In recent times, we have seen other equally constitutionally-tenured public servants proceed on terminal leave before the exact date of expiration of their tenure. Here are few examples. Former IGP Abubakar’s tenure was due to end on July 30, 2014 but he proceeded or was sent on terminal leave on May 12, 2014. Former Chief Justice of the Federation, Justice Dahiru Musdapher voluntarily proceeded on terminal leave three months before the constitutional or mathematical end of his tenure. Ditto for former PCA, Justice Salami, even though his own was somewhat exceptional because he was on suspension when his terminal leave clock began to tick. I might add that Salami fought his for its exceptional equities but still lost. Jega has no such equities.
To underscore that there are no exceptions, the Federal Government, in a well-received circular issued by the former Head of Service, Alhaji Isa Bello Sali, had “called on those affected to comply with immediate effect by observing the three months terminal leave as provided for in the extant Rules”. Unarguably, those affected included, without exceptions, all public servants that have constitutional or legal tenure, either based on fixed tenure-track, as in the case of Iwu, Jega, etc; or straight retirement based on 35 years service (the IGP) or age (Justice Musdapher).
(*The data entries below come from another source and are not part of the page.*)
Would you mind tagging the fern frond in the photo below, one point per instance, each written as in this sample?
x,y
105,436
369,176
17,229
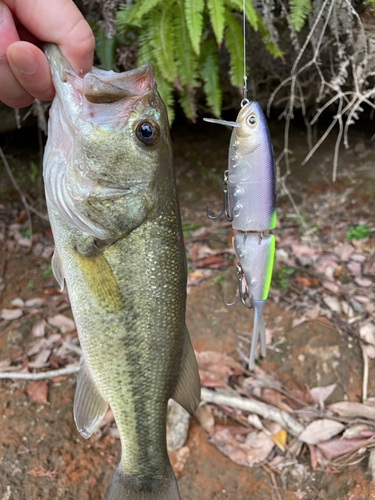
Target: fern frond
x,y
145,6
216,11
234,44
162,41
186,60
251,14
194,21
209,71
105,50
165,90
299,10
144,48
187,103
126,16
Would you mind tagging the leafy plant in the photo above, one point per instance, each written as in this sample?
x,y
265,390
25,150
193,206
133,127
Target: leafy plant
x,y
181,38
357,232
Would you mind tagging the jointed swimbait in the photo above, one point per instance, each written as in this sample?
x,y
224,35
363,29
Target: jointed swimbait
x,y
251,186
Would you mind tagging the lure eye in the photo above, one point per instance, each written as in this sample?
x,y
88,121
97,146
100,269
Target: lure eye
x,y
147,132
252,120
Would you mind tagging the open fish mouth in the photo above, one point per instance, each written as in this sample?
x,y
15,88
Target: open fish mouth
x,y
104,98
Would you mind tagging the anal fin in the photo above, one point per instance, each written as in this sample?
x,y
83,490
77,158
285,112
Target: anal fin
x,y
89,405
188,389
57,269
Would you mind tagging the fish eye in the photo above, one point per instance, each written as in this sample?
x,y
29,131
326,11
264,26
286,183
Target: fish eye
x,y
252,120
147,132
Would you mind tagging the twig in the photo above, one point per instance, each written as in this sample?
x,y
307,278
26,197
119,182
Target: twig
x,y
68,370
257,407
365,376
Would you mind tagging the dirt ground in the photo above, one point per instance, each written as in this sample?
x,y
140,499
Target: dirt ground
x,y
42,455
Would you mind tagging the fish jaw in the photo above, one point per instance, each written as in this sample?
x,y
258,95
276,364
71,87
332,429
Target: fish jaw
x,y
92,147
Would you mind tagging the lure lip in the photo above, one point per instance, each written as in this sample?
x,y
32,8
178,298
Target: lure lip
x,y
222,122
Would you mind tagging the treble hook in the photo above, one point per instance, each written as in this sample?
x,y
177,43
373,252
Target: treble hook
x,y
225,202
239,285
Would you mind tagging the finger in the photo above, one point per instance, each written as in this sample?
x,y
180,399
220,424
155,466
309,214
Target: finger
x,y
30,67
11,91
58,22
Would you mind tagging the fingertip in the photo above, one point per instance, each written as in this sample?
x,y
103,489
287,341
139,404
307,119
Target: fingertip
x,y
30,67
79,48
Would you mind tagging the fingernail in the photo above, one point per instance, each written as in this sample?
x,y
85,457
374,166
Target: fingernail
x,y
25,62
2,12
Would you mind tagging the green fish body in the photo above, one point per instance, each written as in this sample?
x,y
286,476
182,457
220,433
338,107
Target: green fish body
x,y
114,213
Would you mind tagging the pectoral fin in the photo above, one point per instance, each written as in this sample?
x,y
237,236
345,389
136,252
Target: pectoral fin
x,y
188,390
89,406
57,269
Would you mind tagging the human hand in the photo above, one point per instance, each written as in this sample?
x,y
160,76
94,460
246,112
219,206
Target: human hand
x,y
24,26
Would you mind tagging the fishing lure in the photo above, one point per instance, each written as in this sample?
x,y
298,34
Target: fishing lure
x,y
249,202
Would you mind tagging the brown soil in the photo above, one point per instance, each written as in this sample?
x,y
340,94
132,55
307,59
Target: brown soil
x,y
42,455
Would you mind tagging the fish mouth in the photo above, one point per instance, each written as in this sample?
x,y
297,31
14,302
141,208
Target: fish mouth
x,y
104,98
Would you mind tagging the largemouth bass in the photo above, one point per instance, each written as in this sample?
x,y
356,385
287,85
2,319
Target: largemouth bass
x,y
115,218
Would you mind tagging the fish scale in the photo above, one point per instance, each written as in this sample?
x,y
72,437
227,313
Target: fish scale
x,y
112,201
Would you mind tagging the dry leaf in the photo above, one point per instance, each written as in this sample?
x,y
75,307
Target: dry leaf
x,y
320,430
337,447
10,314
320,394
363,282
215,368
36,302
356,410
331,286
38,329
18,302
41,359
41,471
240,453
62,322
37,391
333,303
280,439
344,251
205,418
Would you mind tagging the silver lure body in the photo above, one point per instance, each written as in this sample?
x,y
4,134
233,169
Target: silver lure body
x,y
251,172
251,184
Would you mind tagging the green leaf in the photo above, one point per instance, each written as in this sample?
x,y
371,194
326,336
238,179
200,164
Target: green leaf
x,y
145,54
209,71
299,10
234,44
357,232
251,14
105,50
186,60
194,21
187,103
216,11
126,16
162,42
144,7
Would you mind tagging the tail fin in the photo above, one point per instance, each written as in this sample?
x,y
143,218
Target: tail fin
x,y
125,487
259,329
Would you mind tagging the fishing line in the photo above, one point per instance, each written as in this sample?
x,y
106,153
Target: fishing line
x,y
245,100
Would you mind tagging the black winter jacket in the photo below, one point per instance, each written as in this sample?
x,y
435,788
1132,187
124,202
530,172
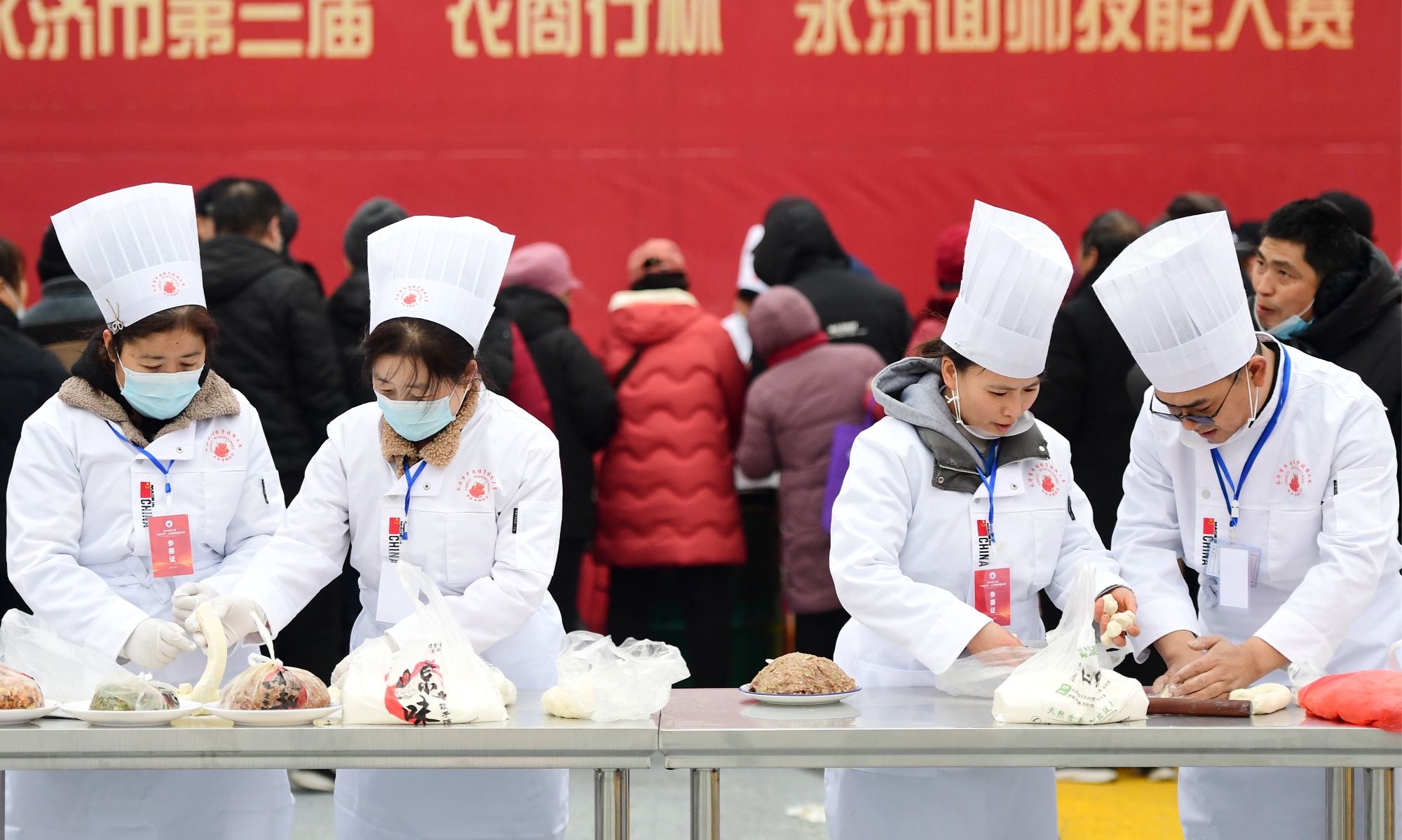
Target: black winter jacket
x,y
29,377
581,398
1084,397
1362,329
274,346
801,251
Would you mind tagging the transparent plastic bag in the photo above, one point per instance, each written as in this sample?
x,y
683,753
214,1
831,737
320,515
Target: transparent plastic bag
x,y
19,691
979,675
602,682
1065,682
434,678
67,673
131,692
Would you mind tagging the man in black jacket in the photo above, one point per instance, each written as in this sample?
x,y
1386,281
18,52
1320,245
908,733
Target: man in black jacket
x,y
1083,390
536,293
29,377
800,249
1324,289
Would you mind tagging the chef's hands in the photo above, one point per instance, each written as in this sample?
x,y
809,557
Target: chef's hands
x,y
156,645
1128,604
189,597
1223,667
240,617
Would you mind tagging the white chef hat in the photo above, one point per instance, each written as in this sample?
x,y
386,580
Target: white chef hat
x,y
748,280
137,248
1016,275
1176,296
440,269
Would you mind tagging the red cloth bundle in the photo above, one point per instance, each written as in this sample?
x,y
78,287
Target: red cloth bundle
x,y
1363,698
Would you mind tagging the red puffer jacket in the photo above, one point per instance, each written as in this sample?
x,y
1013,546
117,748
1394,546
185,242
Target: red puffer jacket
x,y
667,488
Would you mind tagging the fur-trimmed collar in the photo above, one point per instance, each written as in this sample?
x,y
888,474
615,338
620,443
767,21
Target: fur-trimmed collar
x,y
441,448
214,399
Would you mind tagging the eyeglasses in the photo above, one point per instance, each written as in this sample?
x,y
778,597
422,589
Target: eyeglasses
x,y
1199,419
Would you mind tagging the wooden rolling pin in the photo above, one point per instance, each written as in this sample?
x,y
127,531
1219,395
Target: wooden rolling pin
x,y
1198,708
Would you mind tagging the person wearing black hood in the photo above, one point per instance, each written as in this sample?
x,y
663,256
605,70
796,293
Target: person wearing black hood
x,y
1326,289
800,249
67,312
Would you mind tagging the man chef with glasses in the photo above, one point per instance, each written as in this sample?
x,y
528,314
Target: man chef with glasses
x,y
1274,476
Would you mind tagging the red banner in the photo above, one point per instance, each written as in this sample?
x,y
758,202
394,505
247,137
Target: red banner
x,y
598,123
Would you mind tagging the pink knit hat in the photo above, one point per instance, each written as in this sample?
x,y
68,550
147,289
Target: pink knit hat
x,y
543,266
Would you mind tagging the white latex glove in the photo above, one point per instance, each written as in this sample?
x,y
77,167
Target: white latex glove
x,y
156,643
189,597
240,617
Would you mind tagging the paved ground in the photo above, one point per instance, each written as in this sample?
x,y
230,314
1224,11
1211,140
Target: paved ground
x,y
752,806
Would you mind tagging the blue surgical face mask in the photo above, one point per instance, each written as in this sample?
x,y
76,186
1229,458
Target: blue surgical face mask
x,y
161,397
417,419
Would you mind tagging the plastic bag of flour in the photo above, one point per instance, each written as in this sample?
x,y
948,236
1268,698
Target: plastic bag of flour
x,y
602,682
1065,682
434,678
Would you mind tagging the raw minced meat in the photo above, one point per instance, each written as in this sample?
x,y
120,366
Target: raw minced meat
x,y
801,674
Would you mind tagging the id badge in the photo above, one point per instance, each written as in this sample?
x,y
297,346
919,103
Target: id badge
x,y
1236,567
172,555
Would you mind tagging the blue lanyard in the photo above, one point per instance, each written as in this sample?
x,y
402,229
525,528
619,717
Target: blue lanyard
x,y
166,469
989,474
409,490
1220,467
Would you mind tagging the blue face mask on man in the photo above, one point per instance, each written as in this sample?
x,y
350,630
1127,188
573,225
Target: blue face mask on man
x,y
161,397
417,419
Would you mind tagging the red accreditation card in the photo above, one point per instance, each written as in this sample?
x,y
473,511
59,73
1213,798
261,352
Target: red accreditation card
x,y
170,546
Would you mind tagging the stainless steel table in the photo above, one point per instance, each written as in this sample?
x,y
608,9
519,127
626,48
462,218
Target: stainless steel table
x,y
706,730
529,738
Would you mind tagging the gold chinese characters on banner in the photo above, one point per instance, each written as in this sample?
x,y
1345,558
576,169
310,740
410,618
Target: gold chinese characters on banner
x,y
1052,25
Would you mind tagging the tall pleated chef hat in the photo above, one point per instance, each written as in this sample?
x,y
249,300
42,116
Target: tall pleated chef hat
x,y
137,248
1016,275
440,269
1176,296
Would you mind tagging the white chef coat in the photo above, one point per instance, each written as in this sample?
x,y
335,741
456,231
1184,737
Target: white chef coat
x,y
81,558
1321,503
902,559
486,528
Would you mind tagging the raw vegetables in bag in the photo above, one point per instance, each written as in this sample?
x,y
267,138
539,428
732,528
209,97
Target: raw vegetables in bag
x,y
131,692
434,678
19,691
1065,682
604,684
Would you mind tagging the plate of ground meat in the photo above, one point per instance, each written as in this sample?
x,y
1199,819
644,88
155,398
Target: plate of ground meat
x,y
800,680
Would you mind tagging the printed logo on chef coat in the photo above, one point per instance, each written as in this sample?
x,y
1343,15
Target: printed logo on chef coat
x,y
477,485
1047,478
1295,476
168,283
411,296
222,444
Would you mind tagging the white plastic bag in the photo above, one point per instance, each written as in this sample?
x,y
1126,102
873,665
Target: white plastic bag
x,y
1065,684
67,673
604,684
434,678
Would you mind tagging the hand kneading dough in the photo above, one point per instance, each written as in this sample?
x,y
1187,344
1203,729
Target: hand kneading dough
x,y
1265,699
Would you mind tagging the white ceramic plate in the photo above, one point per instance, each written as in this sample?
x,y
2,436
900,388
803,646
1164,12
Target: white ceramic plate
x,y
81,710
798,699
271,717
22,716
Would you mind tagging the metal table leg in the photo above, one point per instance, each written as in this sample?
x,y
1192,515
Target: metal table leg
x,y
706,806
1340,803
612,811
1382,815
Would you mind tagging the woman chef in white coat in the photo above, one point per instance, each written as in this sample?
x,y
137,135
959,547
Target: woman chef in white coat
x,y
454,479
1274,475
144,447
958,509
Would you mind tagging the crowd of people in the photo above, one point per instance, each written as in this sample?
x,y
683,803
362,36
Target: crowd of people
x,y
658,426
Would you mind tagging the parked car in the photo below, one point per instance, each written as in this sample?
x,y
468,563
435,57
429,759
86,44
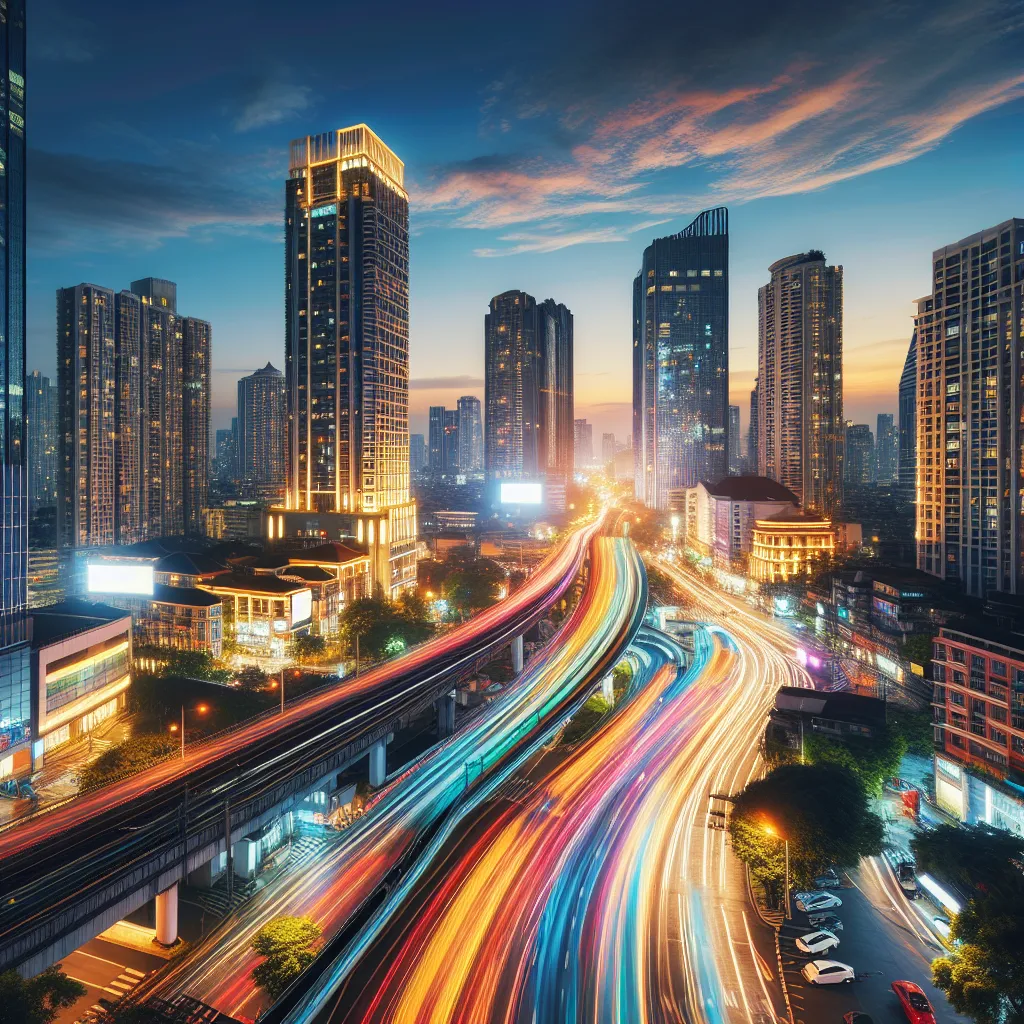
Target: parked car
x,y
911,997
827,973
817,942
826,920
817,901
According to the circular, which is captioned ‘Three Months Pre-Retirement/Terminal Leave’, the government stated that “It has been observed that the mandatory notice of retirement for officers who are due to retire is not being observed as provided for in the extant rules. Accordingly, it has become necessary to reiterate the provisions of Public Service Rules (PSR) 100238 which states that officers are required to give three months notice of their retirement from service terminating on the effective date of their retirement”. For avoidance of doubt, the term retirement, in context, applies, mutatis mutandis, to those on fixed tenure like Jega.
The circular was addressed and sent to the Chief of Staff to the President, Chief Justice of the Federation, all Ministers, Secretary to the Government of the Federation, Service Chiefs, the Inspector-General of Police, Chairman Federal Civil Service Commission, the Chairman, Economic and Financial Crimes Commission (EFCC), and the Chairman of Independent National Electoral Commission (INEC). Others are Heads of extra-ministerial departments, the Accountant-General of the Federation, Auditor-General of the Federation, Surveyor-General of the Federation, Directors-General/chief executives of parastatals and agencies.
So, as we can see from above, it is left for Jega to decide between these two options: It is either he voluntarily proceeds on his terminal leave by March 24, 2015, or he may be forced to do so by executive fiat. If, however, he is emboldened to sit tight, he has to know that any extra day he spends in office beyond March 24 is not by any force of law but by the sheer good graces of President Jonathan.